O cenário foi descrito em reportagem do Globo como uma espécie de “corredor de assédio” para quem apenas tenta deixar o aeroporto em paz. A rotina observada no terminal revela um ambiente de desordem logo após a área restrita. Primeiro, os passageiros passam por uma zona cercada por representantes de cooperativas de táxi credenciadas.
Depois desse ponto, no entanto, começam as abordagens de pessoas sem identificação clara, algumas usando apenas camisetas amarelas com a palavra “táxi”, sem menção a cooperativas, enquanto outras oferecem corridas por fora dos aplicativos.
Mesmo quando a resposta é negativa, muitos insistem, seguem os passageiros e prometem preços semelhantes aos cobrados oficialmente, sem qualquer garantia.
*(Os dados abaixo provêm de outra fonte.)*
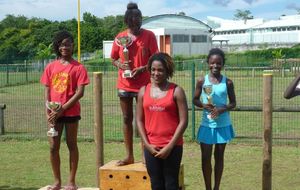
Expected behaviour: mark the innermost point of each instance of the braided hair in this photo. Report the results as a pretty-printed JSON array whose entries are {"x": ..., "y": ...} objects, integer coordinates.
[
  {"x": 166, "y": 60},
  {"x": 58, "y": 38},
  {"x": 216, "y": 51},
  {"x": 132, "y": 10}
]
Em alguns casos, os usuários são levados até a área de embarque, onde funcionariam os veículos que atuam no paralelo.

Turistas estrangeiros aparecem entre os principais alvos desse assédio. Segundo o relato, uma turista asiática foi abordada por um dos vendedores assim que procurava alguém que falasse inglês e acabou sendo conduzida em direção à escada rolante para a área de embarque. Pouco depois, retornou e precisou desviar de novas abordagens antes de buscar ajuda no balcão de informações.
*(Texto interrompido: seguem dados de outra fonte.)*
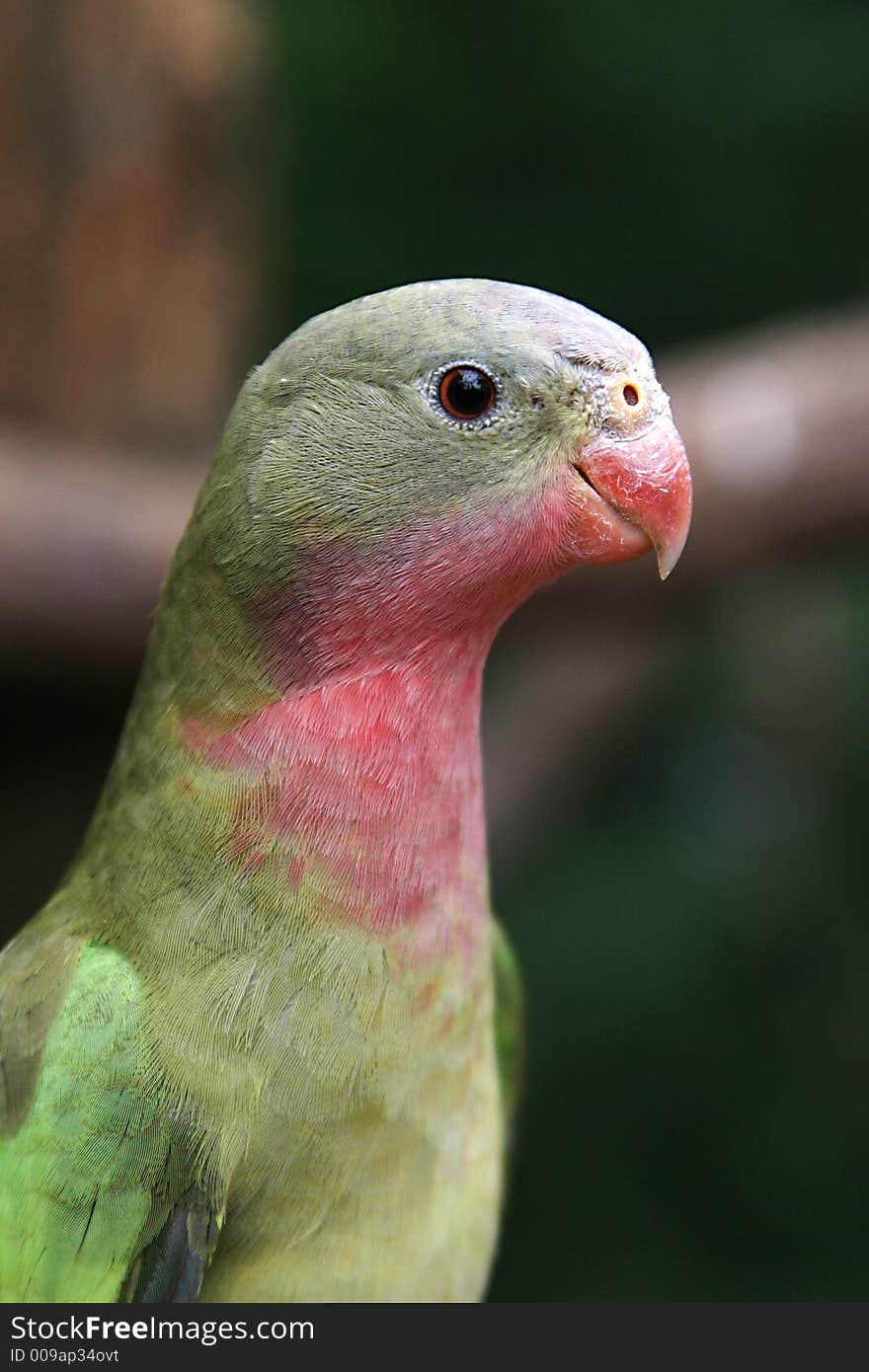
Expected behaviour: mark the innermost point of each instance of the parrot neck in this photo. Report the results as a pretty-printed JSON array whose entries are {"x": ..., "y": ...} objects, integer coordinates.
[{"x": 369, "y": 789}]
Em outro episódio, um turista que recusou uma oferta de carro ouviu como resposta: “Seu babaca. Viadinho!”.
Já a advogada Mariana Bogado, de 46 anos, que estava com a mãe de 73, reagiu ao ser intimidada: “Isso é assédio!”. Depois, relatou: “Já cheguei a ser abordada por seis homens ao mesmo tempo num percurso mínimo. Eles têm a audácia de perguntar para onde você vai. Desta vez, eu disse que não tinha que dar satisfações da minha vida. Meu sangue ferveu quando ele falou: ‘Vai com Deus’, em tom de deboche e continuou falando por trás de nós duas. Eu disse que iria chamar a polícia. É um corredor de assédio para quem só quer deixar o aeroporto em paz. Eles enrolam turistas. Já vi cobrarem US$ 300 (mais de R$ 1,5 mil) daqui para Copacabana. Isso tem que acabar”.
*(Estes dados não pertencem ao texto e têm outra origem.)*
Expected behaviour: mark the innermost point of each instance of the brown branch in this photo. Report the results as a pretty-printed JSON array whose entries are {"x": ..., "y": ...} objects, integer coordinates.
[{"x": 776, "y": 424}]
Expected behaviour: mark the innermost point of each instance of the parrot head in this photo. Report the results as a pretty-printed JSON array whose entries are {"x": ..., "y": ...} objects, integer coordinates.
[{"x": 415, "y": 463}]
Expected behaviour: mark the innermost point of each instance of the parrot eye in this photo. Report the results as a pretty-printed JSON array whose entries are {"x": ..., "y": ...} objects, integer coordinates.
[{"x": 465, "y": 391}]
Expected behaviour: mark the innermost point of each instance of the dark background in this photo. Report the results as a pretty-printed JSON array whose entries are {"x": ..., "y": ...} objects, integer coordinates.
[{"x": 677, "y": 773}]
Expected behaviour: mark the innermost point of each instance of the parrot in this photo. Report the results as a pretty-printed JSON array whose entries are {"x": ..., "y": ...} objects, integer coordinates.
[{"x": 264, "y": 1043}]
Outro foco de incômodo vem dos limpadores de tênis, que se aproximam com perguntas e, em muitos casos, chegam a começar a escovar o calçado mesmo após a recusa do passageiro. Um turista estrangeiro contou ter sido xingado por um deles. “Eu estava tentando fazer uma ligação, e ele me interrompeu bruscamente. Pedi que se afastasse, porque eu estava ocupado. E, então, ele me xingou. Eu não sou contra esse tipo de serviço, mas precisa haver um mínimo de respeito. Também não sou contra mantê-los dentro do aeroporto, desde que sejam treinados, identificados e registrados”, afirmou.
A reportagem também registrou discussões entre trabalhadores por disputa de clientes e ações de câmbio ilegal feitas discretamente no saguão, diante da circulação de agentes públicos e da segurança privada.